A typical candidate event for the Higgs boson measured in the CMS electromagnetic calorimeter. Image courtesy of CERN

The fact that CMS and ATLAS this week seemed to be describing a Higgs boson which looks awfully like the one predicted by the Standard Model, is compounding theoretical concern. Expressing this eloquently this week, Guido Altarelli from CERN stated that a Standard Model Higgs was, "a toy model to make the theory match the data, a crutch to allow the Standard Model to walk a bit further until something better comes along."

As Matthew Chalmers noted in an article which starkly set out the challenges the experimental results are raising, a Higgs boson at 125 GeV (the measurements both CMS and ATLAS have provided further evidence for this week) not only has a mass "vastly less than it should be, it is also about as small as it can possibly be without dragging the universe into another catastrophic transition. If it were just a few GeV lighter, the strength of the Higgs interactions would change in such a way that the lowest energy state of the vacuum would dip below zero. The universe could then at some surprise moment "tunnel" into this bizarre state, again instantly changing the entire configuration of the particles and forces and obliterating structures such as atoms."
He dramatically intoned, "as things stand, the universe is seemingly teetering on the cusp of eternal stability and total ruin."

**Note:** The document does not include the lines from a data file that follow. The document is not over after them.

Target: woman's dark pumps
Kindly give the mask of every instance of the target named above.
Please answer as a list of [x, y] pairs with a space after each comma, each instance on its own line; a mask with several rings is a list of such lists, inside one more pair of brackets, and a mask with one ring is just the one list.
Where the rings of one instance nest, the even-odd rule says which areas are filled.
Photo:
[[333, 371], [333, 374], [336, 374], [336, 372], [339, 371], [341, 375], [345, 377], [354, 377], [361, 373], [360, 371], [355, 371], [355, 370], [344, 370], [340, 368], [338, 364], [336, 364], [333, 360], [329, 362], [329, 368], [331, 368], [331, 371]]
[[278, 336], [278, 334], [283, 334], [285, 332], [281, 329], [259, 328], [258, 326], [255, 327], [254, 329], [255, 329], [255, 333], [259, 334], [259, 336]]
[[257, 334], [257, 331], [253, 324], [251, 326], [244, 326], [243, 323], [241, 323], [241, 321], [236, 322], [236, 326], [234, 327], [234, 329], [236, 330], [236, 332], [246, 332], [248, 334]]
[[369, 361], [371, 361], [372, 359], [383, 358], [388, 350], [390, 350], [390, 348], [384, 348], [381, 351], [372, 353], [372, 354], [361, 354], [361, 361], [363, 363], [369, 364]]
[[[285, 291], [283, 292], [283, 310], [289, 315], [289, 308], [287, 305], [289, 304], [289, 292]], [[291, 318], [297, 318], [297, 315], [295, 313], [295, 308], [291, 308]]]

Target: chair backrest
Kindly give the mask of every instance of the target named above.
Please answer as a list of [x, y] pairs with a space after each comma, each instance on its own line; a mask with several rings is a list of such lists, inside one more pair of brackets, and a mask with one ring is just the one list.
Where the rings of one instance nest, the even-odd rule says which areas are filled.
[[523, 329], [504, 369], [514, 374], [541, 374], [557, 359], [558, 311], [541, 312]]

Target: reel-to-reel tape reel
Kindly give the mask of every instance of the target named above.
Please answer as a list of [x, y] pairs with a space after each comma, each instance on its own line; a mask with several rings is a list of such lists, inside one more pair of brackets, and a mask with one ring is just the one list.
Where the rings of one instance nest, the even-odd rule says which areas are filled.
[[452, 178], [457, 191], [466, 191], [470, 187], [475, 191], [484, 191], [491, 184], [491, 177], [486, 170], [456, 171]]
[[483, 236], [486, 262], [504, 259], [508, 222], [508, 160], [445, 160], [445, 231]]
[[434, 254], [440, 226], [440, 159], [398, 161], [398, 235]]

All of this is to say that whilst results presented by ATLAS, CMS, and the LHCb are bringing relief in some quarters, as they certainly prove how exceptional the LHC is as a tool of discovery, they are causing some deep unease amongst theorists.

These are exciting times.

As particle physicist Ben Still observed earlier this year, "until theorists can come up with ways we can test their theories, they are just dealing with works of fiction."

So after some cracking moves this week in which the experimentalists have put pay to some of the most treasured literary works of physics theory, the ball is now back in the court of the theorists. They need to dream up new theories which help make sense of these results, and suggest new routes forward.

Sources:
http://www.nature.com/
http://www.quantumdiaries.org/

2 comments:

  1. I've read that the bilinears of a spin 1/2 field have a middle factor, written gamma^0. Although soldered to the time axis of the reference frame, it's treated like a constant scalar.

    Suppose, instead of a constant, it's a fiduciary vector. Assuming for simplicity that its fiber is a pure boost (relative to Fermi-Walker transport) and that the external spacetime is a first-order approximation of the earth's clock frame, would there be a theoretically observable precession that could be tested for?